Mission accomplie, semble-t-il. « Il y a des liens qui se tissent, des amitiés qui se construisent. » Les préparations sont peut-être tout aussi importantes que le spectacle lui-même. « J’étais enseignant, directeur d’école primaire avant d’être prêtre », confie le curé. « Je répétais souvent que c’est en vivant des projets communs qu’on apprend à se connaître. Pas tant par les paroles, mais par le fait de vivre ensemble. Ça soude. »
Infos pratiques : complet pour le spectacle, ouvert à tous pour le pardon
Mauvaise nouvelle pour les retardataires : les 600 places par soirée pour le spectacle sont déjà vendues. Les trois représentations affichent complet. Mais bonne nouvelle : un film sera réalisé pour ceux qui n’auront pas pu y assister.
En revanche, la journée du 5 juillet reste ouverte à tous, sans réservation. Seul le repas nécessite une inscription préalable pour faciliter l’organisation – mais même sans réserver, on trouvera des galettes-saucisses, des frites et des crêpes sur place.
Pour tout renseignement, on peut contacter la paroisse Saint-Gildas-des-Sources au 02 40 01 41 72. Les affiches de l’événement comportent également un QR code avec toutes les informations pratiques.

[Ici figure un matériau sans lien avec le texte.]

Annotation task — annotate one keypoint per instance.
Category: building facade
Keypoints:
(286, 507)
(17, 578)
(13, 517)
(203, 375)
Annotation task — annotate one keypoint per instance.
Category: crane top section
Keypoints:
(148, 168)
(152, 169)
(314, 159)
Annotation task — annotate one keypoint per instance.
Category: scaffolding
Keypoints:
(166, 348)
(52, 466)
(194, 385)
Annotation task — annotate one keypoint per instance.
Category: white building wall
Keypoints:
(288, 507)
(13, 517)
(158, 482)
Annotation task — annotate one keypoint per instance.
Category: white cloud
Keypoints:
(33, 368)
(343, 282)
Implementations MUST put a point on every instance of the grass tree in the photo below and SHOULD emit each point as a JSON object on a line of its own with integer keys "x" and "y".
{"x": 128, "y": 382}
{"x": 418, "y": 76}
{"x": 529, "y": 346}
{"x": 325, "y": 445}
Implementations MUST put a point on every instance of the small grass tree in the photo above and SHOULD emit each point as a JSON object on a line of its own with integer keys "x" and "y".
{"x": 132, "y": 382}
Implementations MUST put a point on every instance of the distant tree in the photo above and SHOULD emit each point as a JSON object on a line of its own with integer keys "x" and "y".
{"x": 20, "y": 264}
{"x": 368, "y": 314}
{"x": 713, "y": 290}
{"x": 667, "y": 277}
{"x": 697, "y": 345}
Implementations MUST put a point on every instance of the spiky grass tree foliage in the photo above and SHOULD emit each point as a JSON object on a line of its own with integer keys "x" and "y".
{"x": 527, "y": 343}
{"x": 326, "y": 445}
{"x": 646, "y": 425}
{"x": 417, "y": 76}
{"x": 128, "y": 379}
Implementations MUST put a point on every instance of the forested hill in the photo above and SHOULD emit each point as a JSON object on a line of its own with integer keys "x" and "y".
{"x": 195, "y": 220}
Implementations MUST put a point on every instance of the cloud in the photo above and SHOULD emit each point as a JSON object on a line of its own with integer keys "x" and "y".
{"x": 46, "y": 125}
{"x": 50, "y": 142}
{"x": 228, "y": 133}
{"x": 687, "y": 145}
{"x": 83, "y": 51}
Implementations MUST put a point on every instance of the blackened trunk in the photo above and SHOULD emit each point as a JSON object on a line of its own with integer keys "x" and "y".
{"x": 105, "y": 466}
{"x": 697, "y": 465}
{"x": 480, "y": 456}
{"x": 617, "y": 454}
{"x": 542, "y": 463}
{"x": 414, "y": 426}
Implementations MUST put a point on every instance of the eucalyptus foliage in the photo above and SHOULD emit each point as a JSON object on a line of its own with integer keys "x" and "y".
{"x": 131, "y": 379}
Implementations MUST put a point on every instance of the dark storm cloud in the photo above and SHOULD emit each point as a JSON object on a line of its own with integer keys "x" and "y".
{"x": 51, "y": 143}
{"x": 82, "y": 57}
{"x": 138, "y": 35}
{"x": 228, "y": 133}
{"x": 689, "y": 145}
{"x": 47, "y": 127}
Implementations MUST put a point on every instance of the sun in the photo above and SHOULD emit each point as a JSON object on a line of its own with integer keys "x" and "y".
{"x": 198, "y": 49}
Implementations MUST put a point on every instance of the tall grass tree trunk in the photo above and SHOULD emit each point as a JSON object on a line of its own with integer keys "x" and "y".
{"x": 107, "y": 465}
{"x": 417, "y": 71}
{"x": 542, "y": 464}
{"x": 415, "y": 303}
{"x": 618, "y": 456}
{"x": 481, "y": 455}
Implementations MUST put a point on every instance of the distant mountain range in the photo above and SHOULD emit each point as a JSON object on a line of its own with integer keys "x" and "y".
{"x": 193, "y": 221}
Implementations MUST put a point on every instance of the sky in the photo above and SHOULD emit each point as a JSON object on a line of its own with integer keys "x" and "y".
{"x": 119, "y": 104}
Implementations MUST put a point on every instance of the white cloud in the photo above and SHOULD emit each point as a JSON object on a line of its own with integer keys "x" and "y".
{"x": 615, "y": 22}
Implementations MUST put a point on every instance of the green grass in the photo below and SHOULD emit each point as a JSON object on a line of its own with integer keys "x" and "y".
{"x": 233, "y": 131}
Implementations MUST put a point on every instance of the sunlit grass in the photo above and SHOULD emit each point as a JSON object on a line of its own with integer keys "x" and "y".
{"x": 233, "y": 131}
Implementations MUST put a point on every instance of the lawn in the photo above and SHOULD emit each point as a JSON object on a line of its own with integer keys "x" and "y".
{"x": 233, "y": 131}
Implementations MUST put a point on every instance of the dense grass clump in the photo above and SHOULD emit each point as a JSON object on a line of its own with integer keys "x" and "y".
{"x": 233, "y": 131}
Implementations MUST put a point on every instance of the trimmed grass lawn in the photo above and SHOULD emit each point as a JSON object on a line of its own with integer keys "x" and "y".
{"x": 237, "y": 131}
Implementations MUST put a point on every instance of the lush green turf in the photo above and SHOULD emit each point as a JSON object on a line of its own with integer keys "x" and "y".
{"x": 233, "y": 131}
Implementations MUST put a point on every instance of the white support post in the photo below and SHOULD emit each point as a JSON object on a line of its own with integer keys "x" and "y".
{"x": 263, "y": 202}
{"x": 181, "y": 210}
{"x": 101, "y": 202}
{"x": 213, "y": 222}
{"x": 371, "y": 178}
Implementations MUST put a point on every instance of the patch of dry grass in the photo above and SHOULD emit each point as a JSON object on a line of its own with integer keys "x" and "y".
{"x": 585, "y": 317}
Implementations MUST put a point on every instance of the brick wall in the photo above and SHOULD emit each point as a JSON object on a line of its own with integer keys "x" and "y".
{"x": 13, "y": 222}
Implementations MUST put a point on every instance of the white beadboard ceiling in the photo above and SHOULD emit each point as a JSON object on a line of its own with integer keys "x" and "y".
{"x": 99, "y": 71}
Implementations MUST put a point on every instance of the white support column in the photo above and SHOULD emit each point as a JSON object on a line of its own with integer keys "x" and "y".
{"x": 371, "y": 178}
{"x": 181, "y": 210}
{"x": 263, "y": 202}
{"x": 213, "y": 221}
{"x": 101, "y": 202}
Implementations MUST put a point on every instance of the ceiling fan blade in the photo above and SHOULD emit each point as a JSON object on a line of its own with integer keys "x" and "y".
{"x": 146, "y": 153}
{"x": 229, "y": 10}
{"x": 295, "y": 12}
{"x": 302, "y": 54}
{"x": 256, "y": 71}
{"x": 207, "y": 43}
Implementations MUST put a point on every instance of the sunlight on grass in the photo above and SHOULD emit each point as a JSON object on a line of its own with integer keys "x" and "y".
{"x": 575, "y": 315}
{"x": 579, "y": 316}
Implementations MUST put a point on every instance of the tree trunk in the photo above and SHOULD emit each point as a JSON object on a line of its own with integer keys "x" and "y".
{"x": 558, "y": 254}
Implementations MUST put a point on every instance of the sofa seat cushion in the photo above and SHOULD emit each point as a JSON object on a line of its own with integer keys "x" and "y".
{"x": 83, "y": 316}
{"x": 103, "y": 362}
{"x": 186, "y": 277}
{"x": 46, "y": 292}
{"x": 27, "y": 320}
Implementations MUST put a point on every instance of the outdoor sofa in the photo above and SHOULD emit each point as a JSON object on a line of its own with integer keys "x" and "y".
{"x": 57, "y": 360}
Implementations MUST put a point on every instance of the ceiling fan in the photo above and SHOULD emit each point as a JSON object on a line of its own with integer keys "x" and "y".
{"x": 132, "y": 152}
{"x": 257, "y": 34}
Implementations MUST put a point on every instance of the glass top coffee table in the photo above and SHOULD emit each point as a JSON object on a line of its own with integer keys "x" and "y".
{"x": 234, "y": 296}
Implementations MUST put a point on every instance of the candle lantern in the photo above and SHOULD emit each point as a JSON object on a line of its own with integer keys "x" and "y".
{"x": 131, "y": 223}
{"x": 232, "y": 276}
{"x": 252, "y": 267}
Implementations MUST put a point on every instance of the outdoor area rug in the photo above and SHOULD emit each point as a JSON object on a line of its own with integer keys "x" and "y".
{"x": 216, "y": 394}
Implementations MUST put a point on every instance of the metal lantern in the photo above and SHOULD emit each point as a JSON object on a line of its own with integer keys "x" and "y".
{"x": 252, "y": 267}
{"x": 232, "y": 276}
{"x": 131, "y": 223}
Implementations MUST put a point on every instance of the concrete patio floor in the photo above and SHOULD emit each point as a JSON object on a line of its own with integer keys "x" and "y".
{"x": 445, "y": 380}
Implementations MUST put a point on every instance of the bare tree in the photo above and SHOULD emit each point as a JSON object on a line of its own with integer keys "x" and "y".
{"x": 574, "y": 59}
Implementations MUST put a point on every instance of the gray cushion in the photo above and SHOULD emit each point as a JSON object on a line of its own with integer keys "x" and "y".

Quand les pierres racontent encore
Ce qui se joue à Saint-Gildas-des-Bois dépasse largement le cadre d’une simple commémoration. C’est une communauté qui se réapproprie son histoire, qui tisse des liens entre générations, qui fait dialoguer le passé et l’avenir. Mille ans, c’est long. Mais c’est aussi fragile. Ça se transmet, ça se partage, ça se vit.
« On est les maillons de cette histoire », rappelle le Père Pierre Bléa. « On a reçu cet héritage. Qu’est-ce qu’on en fait ? » La réponse tient peut-être dans cette mobilisation collective, dans ces centaines de personnes qui ont choisi de s’impliquer, chacune à sa manière, pour faire vivre ces vieilles pierres.
Beaucoup d’habitants n’étaient jamais rentrés dans l’abbaye, même après des années à Saint-Gildas. Cette année de festivités leur offre l’occasion de découvrir ce patrimoine, de comprendre son histoire, de la faire leur. Et peut-être, qui sait, d’écrire les premières pages du prochain millénaire.